Estavam no show Omas gegen Rechts (avózinhas contra a direita). Os músicos do festival só são revelados quando uma cortina na frente do palco. Lá já tocaram músicos conhecidos como Die Ärtzte, Die Toten Hosen e Herbert Grönemeyer.

O festival tem forte presença policial e entradas controladas para evitar ataques dos neonazistas. Os organizadores também pedem para os visitantes evitarem fazer turismo nas ruas ocupadas pela extrema direita.

Birgit Lohmeyer diz que o festival é uma força importante e defende a divulgação dos mecanismos com que a extrema direita utiliza para se apropriar de lugares e instituições.

Escolas são alvo para doutrinação neonazista de crianças

O perito Daniel Trepsdorf, membro de um centro de prevenção de extremismo situado na cidade de Ludwigslust, afirmou ao jornal Folha de S. Paulo por telefone, que as escolas são o ponto de entrada da extrema direita para cooptar as crianças. Na Alemanha, o ensino em casa não é permitido e elas precisam frequentar as aulas.

Mesmo com as dificuldades óbvias em locais ocupados por várias famílias neonazistas, sua organização já conseguiu ajudar de quatro a cinco mulheres e suas crianças que queriam fugir dessa realidade nos últimos sete anos.

O processo de salvação dessas famílias, às vezes, se assemelha ao de proteção de testemunhas, com mudança total de vida e identidades para garantir sua segurança.

As mulheres que optam por deixar essas estruturas e resguardar seus filhos, são as que se assustam com os métodos de doutrinação utilizando “violência extrema” contra as crianças, informou Trepdorf.

Ele diz que a educação visa “quebrar” as crianças, acabando com quaisquer vestígios de empatia nelas.
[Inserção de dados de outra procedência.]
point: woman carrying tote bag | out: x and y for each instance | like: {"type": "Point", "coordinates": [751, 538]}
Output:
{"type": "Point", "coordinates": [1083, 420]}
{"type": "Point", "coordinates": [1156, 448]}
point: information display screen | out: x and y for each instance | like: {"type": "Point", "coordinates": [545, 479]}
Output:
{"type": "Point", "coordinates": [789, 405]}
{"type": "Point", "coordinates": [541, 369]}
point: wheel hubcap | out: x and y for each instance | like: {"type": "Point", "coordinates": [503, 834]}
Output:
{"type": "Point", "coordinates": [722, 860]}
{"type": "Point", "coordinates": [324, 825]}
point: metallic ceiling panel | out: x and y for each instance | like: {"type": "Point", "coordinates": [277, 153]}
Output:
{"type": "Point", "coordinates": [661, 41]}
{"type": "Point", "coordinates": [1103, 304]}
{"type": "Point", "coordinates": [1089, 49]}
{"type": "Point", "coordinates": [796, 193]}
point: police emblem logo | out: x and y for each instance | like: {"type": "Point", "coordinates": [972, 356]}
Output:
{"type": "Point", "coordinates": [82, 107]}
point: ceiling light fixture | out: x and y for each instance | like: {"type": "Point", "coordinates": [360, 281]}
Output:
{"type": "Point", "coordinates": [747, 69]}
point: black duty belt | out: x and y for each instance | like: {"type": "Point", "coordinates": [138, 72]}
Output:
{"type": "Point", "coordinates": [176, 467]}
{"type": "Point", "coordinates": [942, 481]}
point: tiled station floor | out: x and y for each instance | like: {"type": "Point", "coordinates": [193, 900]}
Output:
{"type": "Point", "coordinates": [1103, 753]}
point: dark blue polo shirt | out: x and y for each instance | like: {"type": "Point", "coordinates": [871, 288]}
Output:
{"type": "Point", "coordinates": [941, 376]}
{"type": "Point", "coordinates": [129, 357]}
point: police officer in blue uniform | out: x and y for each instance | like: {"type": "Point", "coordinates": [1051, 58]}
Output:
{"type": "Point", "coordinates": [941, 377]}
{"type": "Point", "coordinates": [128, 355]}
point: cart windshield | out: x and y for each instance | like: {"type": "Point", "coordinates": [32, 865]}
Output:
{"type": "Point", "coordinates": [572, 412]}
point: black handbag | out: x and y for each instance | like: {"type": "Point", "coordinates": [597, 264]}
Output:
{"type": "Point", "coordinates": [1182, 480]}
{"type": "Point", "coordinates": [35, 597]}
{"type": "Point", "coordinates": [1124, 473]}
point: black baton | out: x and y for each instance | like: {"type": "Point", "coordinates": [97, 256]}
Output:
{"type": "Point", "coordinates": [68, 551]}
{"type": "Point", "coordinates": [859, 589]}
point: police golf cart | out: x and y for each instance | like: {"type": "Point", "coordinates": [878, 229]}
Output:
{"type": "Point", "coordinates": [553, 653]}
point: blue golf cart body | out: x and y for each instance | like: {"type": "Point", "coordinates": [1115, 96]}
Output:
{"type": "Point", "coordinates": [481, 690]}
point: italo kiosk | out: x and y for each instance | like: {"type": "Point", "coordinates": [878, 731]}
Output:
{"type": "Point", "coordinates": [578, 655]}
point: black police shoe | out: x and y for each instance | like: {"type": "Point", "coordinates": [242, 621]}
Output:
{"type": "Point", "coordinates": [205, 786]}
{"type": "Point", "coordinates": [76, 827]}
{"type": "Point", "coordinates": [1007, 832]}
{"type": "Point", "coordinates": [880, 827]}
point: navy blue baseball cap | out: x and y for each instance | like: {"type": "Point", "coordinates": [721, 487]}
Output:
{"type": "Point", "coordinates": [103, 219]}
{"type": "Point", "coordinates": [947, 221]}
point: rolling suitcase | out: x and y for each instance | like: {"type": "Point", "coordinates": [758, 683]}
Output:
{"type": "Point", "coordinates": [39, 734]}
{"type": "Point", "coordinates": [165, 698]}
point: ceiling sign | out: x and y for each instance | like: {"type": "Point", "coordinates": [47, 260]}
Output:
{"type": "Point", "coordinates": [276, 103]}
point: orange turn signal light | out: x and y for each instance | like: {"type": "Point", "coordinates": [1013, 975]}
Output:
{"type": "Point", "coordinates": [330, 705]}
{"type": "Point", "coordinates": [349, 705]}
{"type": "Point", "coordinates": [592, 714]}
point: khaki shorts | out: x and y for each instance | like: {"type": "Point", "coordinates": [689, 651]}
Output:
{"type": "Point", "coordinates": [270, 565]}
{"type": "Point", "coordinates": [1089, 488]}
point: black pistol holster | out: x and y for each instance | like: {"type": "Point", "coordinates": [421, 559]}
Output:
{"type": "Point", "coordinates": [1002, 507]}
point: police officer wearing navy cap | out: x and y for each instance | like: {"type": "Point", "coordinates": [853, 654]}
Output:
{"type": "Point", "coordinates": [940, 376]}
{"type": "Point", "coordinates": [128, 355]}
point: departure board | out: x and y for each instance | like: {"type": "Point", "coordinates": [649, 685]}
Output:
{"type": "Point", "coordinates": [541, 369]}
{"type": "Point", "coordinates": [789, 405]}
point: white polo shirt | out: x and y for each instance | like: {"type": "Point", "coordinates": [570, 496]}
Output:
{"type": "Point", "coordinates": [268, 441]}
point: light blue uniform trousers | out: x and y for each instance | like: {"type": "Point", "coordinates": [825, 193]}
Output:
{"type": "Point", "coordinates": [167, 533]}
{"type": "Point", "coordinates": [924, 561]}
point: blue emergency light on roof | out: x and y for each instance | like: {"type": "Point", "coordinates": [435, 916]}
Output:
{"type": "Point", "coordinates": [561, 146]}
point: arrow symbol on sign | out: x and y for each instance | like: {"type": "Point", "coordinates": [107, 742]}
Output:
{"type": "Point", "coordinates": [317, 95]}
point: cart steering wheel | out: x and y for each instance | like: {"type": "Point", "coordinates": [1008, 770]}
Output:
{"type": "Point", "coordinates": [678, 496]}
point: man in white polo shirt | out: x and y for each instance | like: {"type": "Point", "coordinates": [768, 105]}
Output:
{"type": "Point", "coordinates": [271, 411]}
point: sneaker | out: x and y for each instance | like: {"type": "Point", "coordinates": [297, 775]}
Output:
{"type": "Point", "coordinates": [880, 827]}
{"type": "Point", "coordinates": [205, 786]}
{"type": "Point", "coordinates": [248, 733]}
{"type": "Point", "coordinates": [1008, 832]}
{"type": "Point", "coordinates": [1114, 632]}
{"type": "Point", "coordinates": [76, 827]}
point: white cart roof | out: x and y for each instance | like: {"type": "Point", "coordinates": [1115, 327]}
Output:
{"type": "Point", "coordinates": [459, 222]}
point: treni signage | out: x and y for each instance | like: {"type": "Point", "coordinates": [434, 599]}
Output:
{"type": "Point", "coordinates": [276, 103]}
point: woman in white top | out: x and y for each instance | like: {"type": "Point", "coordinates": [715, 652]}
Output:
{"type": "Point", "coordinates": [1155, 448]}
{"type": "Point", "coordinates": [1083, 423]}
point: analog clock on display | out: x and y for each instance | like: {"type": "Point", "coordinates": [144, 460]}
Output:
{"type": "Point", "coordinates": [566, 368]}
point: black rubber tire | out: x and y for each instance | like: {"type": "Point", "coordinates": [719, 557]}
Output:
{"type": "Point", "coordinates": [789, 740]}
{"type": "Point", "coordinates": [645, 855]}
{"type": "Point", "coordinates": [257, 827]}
Eles alcançam esse objetivo ensinando as crianças a dispararem armas, forçando-as a matar pequenos animais e até alguns filhotes maiores como bezerros.

Infelizmente, de acordo com a jornalista e coautora do livro sobre este fenômeno, cujo título em português seria algo como “Ocupação Nacionalista: clãs antigos, jovens colonos, ecologistas de direita”, Andrea Röpke, afirma que essa educação abusiva consegue penetrar nos espíritos das crianças, que se “mantêm fiéis” aos conceitos deste modo de vida.
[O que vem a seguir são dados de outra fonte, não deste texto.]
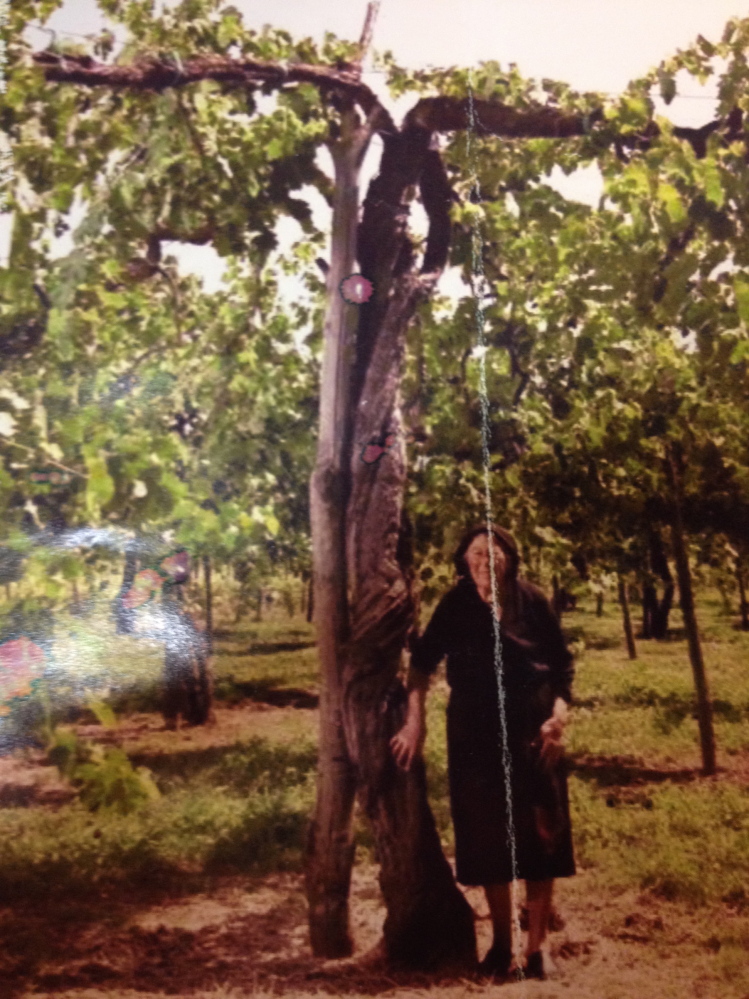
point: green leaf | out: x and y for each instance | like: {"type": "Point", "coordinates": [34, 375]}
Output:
{"type": "Point", "coordinates": [671, 198]}
{"type": "Point", "coordinates": [99, 485]}
{"type": "Point", "coordinates": [741, 290]}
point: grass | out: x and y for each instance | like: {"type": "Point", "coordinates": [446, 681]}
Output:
{"type": "Point", "coordinates": [643, 818]}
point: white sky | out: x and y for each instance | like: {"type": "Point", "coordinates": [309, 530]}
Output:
{"type": "Point", "coordinates": [591, 44]}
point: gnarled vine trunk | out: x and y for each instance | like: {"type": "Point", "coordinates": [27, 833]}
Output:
{"type": "Point", "coordinates": [362, 593]}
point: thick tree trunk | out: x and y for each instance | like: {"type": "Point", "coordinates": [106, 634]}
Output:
{"type": "Point", "coordinates": [628, 631]}
{"type": "Point", "coordinates": [743, 605]}
{"type": "Point", "coordinates": [429, 923]}
{"type": "Point", "coordinates": [330, 847]}
{"type": "Point", "coordinates": [208, 582]}
{"type": "Point", "coordinates": [686, 600]}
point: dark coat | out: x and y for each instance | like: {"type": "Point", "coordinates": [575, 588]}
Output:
{"type": "Point", "coordinates": [536, 668]}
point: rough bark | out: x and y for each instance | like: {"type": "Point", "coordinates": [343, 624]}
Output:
{"type": "Point", "coordinates": [655, 611]}
{"type": "Point", "coordinates": [431, 114]}
{"type": "Point", "coordinates": [428, 922]}
{"type": "Point", "coordinates": [208, 583]}
{"type": "Point", "coordinates": [686, 601]}
{"type": "Point", "coordinates": [743, 605]}
{"type": "Point", "coordinates": [627, 620]}
{"type": "Point", "coordinates": [330, 846]}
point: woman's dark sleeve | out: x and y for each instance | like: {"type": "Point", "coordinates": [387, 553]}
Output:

Aparência de “família tradicional”

Uma família neonazista, ciente de que suas ideologias são combatidas assim que identificadas na Alemanha, aprendem desde cedo a se disfarçarem aos olhos dos outros.
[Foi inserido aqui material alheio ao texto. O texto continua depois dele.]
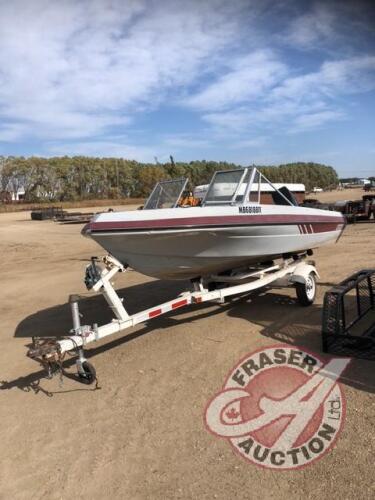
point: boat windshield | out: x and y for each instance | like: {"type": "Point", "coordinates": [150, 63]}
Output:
{"type": "Point", "coordinates": [224, 186]}
{"type": "Point", "coordinates": [166, 194]}
{"type": "Point", "coordinates": [245, 185]}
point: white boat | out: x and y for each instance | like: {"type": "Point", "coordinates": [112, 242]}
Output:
{"type": "Point", "coordinates": [230, 229]}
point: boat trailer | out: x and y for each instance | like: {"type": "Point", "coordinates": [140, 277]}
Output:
{"type": "Point", "coordinates": [293, 270]}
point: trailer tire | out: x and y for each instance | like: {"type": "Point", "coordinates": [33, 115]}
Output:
{"type": "Point", "coordinates": [89, 373]}
{"type": "Point", "coordinates": [306, 292]}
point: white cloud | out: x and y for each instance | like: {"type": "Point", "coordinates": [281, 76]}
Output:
{"type": "Point", "coordinates": [73, 69]}
{"type": "Point", "coordinates": [248, 77]}
{"type": "Point", "coordinates": [313, 27]}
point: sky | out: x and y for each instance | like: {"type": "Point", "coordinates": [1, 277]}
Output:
{"type": "Point", "coordinates": [245, 81]}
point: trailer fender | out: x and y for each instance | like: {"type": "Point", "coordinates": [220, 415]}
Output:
{"type": "Point", "coordinates": [302, 272]}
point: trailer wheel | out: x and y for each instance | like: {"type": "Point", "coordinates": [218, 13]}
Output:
{"type": "Point", "coordinates": [306, 291]}
{"type": "Point", "coordinates": [88, 376]}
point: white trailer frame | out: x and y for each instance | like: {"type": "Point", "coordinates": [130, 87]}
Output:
{"type": "Point", "coordinates": [288, 272]}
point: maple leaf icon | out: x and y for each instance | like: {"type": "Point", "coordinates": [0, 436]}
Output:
{"type": "Point", "coordinates": [232, 414]}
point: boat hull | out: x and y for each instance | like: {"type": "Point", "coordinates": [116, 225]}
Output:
{"type": "Point", "coordinates": [179, 253]}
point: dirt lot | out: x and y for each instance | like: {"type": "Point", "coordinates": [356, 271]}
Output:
{"type": "Point", "coordinates": [142, 436]}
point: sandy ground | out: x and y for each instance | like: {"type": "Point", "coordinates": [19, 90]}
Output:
{"type": "Point", "coordinates": [339, 194]}
{"type": "Point", "coordinates": [142, 436]}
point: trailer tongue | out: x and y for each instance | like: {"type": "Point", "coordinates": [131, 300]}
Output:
{"type": "Point", "coordinates": [291, 271]}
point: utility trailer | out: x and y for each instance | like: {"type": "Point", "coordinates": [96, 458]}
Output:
{"type": "Point", "coordinates": [46, 213]}
{"type": "Point", "coordinates": [293, 270]}
{"type": "Point", "coordinates": [348, 326]}
{"type": "Point", "coordinates": [353, 210]}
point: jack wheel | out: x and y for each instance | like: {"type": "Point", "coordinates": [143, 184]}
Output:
{"type": "Point", "coordinates": [306, 292]}
{"type": "Point", "coordinates": [88, 376]}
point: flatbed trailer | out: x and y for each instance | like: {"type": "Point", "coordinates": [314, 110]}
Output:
{"type": "Point", "coordinates": [293, 270]}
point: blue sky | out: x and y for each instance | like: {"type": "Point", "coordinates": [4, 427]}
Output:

As crianças principalmente, alvo dos professores treinados para identificá-las e tentar ajudar a quebrar as ideias da extrema direita, mantêm a maior parte de seus hábitos reservados para a privacidade de seus lares, evitando as abordagens.

Röpke diz que “a família é considerada a unidade política menor e muito importante para a reconquista nacional”.

A base é a típica “família tradicional”. Com as mulheres sendo donas de casa que cuidam dos filhos e os homens os mantenedores financeiros, tendo profissões como engenheiros de diversas áreas ou que desempenham funções no ramo da agricultura.

O estilo antiquado faz com que alguns os confundam com “Amish”, mas os neonazistas buscam expandir sua visão de mundo centrada na visão de supremacia biológica.

Assim, utilizam de estratégia para dominar pequenas comunidades, fazendo com que suas famílias ganhem poder nas decisões das escolas e instituições locais.

Policiais infiltrados e políticos ameaçados

Em 2015, Heiko Böhringer, recebeu uma ameaça de morte enviada por carta, a qual considerou ser por causa de sua oposição aberta à extrema direita e o partido neonazista NPD, com representação no Parlamento Alemão.

Ao ler a carta, avisou a polícia do ocorrido. Dois agentes foram até sua casa e traçaram uma planta para saberem os detalhes da residência, até os locais onde ele, sua esposa e os três filhos dormiam. Ficaram sob proteção policial e a vida seguiu sem maiores surpresas.

Quatro anos mais tarde, foi chamado como testemunha de um processo relacionado ao grupo extremista Nordkreuz. O motivo de sua convocação é que, em uma das buscas realizadas nas casas dos membros, a planta feita pela polícia foi encontrada e imediatamente reconhecida por Böhringer.

O ocorrido levantou o questionamento de como a planta foi parar lá e quais os vínculos que o grupo podia ter com a polícia.

Mais tarde, Böhringer soube que seu nome estava numa lista de 50 pessoas que deveriam ser procuradas, levadas e colocadas em um “campo” quando o “Dia X” chegasse.

Böhringer não conhece diretamente os nomes das outras pessoas na lista, mas sabe que alguns são membros do partido político Die Linke da extrema esquerda em Rostock.

O perigo da extrema direita ganhou novos holofotes após o assassinato do político local Walter Lübcke, em Kassel, ocorrido em 2019.

Diversos políticos da região são ameaçados e não há forma de oferecer proteção policial efetiva a todos.

Apesar disso, Heiko Böhringer não desiste, e diz apenas que “tem de se viver com isto. Poderia escolher não fazer nada, mas...”.